General Grant National Memorial

Grant's Tomb

Visitors attend Civil War program with Grant's Tomb in the background.
Civil War presentation at Grant's Tomb
National Park Service

Quick Facts

Location:
New York, NY
Significance:
The burial place of General Grant, and the largest tomb in North America
Designation:
National Park, National Register of Historic Places, HABS/HAER/HALS

This memorial to Ulysses S. Grant--victorious Union commander of the Civil War--includes the tombs of General Grant and his wife, Julia Dent Grant. A West Point graduate, Grant served in the Mexican War and at various frontier posts before rapidly rising through the ranks during the Civil War. Grant's tenacity and boldness led to victories in the Battles of Vicksburg and Chattanooga and Robert E. Lee's surrender at Appomattox. Scenes of these events are depicted in mosaics in the tomb. In 1866, Congress awarded Grant his fourth star, making him the first full General of the Armies.
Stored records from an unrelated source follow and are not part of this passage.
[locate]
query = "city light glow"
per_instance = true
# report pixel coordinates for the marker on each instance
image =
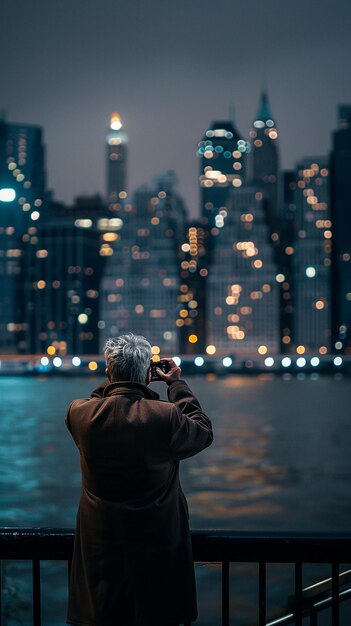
(7, 194)
(310, 272)
(227, 361)
(269, 361)
(301, 361)
(199, 361)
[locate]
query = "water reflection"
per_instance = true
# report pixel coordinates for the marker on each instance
(280, 461)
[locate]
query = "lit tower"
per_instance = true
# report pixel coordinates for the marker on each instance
(222, 167)
(341, 217)
(265, 157)
(116, 144)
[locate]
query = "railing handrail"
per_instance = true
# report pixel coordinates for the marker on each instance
(208, 545)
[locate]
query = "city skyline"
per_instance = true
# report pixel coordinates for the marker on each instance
(111, 61)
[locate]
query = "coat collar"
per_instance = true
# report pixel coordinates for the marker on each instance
(128, 388)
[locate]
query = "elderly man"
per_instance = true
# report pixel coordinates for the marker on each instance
(132, 559)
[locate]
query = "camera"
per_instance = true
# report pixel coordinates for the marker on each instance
(162, 364)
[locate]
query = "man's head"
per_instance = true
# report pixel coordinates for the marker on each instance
(127, 358)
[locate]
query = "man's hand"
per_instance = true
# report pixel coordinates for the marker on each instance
(173, 374)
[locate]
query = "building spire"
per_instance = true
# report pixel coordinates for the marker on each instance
(264, 111)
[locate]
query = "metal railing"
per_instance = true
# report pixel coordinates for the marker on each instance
(212, 546)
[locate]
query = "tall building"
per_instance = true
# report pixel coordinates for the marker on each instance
(116, 162)
(242, 288)
(62, 293)
(311, 259)
(193, 271)
(222, 166)
(264, 157)
(341, 216)
(140, 287)
(22, 173)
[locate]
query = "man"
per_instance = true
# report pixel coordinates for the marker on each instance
(132, 559)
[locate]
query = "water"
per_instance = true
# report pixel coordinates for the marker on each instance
(280, 461)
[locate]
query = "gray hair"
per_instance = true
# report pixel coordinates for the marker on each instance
(128, 357)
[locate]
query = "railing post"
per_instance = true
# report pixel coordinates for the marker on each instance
(298, 593)
(225, 593)
(36, 593)
(0, 592)
(335, 594)
(262, 593)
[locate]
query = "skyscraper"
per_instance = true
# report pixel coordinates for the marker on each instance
(242, 298)
(311, 258)
(22, 170)
(222, 166)
(341, 216)
(140, 287)
(62, 295)
(116, 165)
(264, 157)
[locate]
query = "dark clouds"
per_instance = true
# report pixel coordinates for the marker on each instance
(169, 68)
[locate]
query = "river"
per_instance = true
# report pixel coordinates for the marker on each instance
(280, 461)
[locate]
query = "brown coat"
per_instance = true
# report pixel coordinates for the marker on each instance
(132, 534)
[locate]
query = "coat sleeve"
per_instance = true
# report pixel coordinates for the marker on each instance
(191, 429)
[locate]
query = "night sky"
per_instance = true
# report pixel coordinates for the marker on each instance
(169, 68)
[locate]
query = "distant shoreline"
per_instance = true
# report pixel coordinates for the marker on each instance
(18, 365)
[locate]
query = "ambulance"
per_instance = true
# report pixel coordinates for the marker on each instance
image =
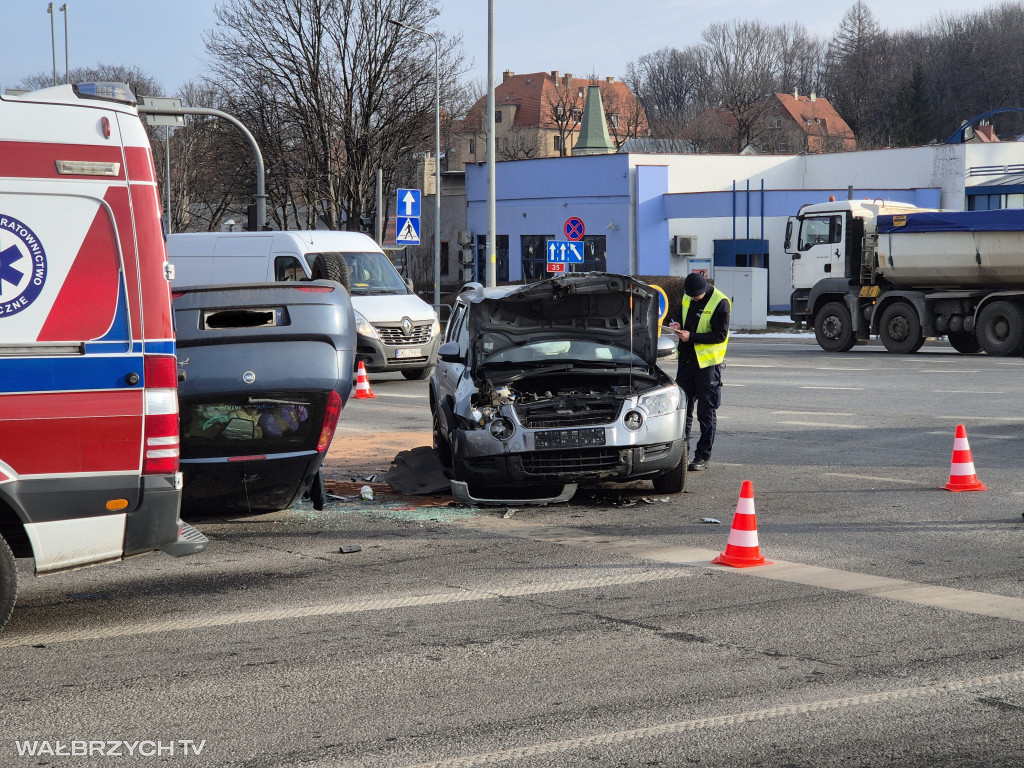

A grateful nation elected Grant to serve as President of the United States twice, in 1868 and 1872. Grant's accomplishments include signing the act that established the first national park, Yellowstone, on March 1, 1872. After his presidency, Grant settled in New York City. He died of throat cancer on July 23, 1885 in Mount McGregor, New York and was laid to rest in New York City on August 8.

Approximately 90,000 people from around the world donated over $600,000 towards the construction of Grant's Tomb. This was the largest public fundraising effort ever at that time. Designed by architect John Duncan, the granite and marble structure was completed in 1897 and remains the largest mausoleum in North America. Over one million people attended the parade and dedication ceremony of Grant's Tomb on April 27, 1897.